Una de las frases hechas de la lengua valenciana es “tin­dre sanc d’horchata”, aunque la ídem de los valencianos ha permitido que sólo nos tole­ren escribirla en catalán: “te­nir sang d’orxata”.
Somos tan blandos que hui­mos ante las bravatas de los matones del IEC y tagamo­chis como Eliseu Climent; pues ¿ofrecen algún documen­to donde se escriba orxata en idioma valenciano? Ni uno, salvo las miserias de los floralistes y colaboracionistas de siempre. La voz valenciana “horchata” es un cultismo que mantiene la ‘h’ etimológi­ca y la ‘ch’ palatal africada sorda por mozarabismo; aun­que, excepcionalmente, se omite la h por descuido o in­cultura: “dos gots de orchata” (Coloqui de Tito, 1789); no ocurre igual con la ch, siem­pre respetada. Corominas lo tenía claro: “horchata, del la­tín hordeata, mozarabismo quizá de origen valenciano” (DCECH).
Igual que los sustantivos lonja, migraña o cantimplora proceden de los valencianos llonja, migranya y cantimplo­ra; la voz “horchata” aparece en Castilla en el siglo XVIII, cuando comienzan a llegar a Madrid los “horchaters valencians”; por tanto, aunque los colaboracionistas lo prohíban, no hay que tener vergüenza de esta morfología admitida desde Castellón: “fer horcha­ta” (Colom: Lo que fa la roba, Castelló, 1875), a Alicante: “te la sanc d’horchata” (Un de­fensor de Melilla, Alacant, 1893), pasando por Valencia: “l’horchateria” (Escalante: En una horchateria, 1869); “les horchates” (Millás: Una agensia, 1874); “tinc per sanc aigua d’horchata” (Escalante: El agüelo Cuc, 1877); “parlá un día en l’horchatera” (Fambuena: Per les cartes 1881); “sanc d’horchata” (Borrás: El estudi d’un pintor, 1886); “si horchata haguera pres” (Bar­ber: De Valencia al Grau 1889); “horchata, llimó...” (“La nova traca”, 29, VI, 1894); “horchata, horchater” (Fullana: Voc. 1921)

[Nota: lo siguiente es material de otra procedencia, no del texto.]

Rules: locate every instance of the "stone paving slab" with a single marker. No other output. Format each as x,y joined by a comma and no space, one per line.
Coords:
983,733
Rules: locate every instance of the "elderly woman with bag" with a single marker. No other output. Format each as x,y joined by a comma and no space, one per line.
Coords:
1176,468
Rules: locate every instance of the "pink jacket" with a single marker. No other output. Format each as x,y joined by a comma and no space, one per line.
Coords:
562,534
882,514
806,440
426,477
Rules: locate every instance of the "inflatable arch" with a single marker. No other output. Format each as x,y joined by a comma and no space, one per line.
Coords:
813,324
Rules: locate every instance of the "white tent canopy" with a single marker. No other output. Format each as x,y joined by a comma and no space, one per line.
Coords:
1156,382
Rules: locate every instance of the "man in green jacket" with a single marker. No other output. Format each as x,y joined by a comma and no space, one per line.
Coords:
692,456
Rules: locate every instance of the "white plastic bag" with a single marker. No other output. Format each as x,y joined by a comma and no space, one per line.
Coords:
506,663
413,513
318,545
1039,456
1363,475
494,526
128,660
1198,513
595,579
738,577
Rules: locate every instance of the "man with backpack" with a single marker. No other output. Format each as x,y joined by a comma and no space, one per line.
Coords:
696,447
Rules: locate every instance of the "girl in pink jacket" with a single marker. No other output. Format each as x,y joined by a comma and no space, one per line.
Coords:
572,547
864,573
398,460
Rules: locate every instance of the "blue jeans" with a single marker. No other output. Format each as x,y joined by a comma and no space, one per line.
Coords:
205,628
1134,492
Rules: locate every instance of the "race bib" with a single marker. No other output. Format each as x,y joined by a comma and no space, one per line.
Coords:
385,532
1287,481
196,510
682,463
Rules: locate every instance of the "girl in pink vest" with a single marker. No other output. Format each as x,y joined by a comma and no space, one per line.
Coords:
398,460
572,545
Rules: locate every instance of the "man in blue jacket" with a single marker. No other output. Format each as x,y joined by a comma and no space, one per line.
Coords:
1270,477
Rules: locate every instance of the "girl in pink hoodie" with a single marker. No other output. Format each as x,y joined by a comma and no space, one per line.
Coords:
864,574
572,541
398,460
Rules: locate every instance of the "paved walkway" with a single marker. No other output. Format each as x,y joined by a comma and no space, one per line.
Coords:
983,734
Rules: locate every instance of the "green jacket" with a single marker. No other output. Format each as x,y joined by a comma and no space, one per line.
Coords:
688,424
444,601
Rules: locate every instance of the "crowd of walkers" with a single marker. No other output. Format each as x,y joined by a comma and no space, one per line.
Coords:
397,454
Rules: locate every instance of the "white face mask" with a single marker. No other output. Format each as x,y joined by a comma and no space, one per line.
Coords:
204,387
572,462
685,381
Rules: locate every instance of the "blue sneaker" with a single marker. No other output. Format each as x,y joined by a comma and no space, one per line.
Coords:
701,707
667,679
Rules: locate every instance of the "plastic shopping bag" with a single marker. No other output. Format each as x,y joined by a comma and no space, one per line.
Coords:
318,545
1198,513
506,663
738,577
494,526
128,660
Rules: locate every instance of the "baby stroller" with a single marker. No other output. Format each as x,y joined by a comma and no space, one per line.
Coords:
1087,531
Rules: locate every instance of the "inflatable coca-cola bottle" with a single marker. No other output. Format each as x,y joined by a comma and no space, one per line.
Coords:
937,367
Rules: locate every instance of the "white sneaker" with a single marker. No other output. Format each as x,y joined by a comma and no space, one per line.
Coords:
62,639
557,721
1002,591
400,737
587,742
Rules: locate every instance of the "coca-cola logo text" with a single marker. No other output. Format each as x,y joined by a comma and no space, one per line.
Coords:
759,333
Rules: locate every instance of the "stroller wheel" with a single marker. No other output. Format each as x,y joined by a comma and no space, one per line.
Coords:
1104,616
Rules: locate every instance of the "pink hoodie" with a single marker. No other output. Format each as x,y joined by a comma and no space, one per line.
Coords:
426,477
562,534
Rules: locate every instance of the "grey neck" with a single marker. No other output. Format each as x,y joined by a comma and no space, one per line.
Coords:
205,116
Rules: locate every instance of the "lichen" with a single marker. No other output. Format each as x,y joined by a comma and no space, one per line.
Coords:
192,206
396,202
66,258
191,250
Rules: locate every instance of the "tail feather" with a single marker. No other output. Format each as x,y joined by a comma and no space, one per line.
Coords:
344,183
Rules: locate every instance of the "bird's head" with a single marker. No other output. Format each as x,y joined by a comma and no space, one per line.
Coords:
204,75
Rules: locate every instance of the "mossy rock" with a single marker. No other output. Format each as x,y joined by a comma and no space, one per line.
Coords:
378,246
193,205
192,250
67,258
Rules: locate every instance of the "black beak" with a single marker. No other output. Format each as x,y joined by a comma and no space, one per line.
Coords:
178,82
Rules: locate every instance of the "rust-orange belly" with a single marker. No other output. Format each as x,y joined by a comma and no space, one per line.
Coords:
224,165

El 9 d’Octubre, el político “riu de sanc d’horchata” res­ponsable de que el pueblo es­criba validesa, sang, orxata, desemparats, llotja, servei y demás arcaísmos y barbarísimos, desfilaba sonriente y am­parándose bajo la Real Señera.
La última broma de estos que callan cuando nos llaman Levante o país catalán, ha sido aprobar la guía Telefóni­ca 2003 de la CV con “servei de trucada”. ¿Está de conse­ller Tarancón o Eliseu Cli­ment?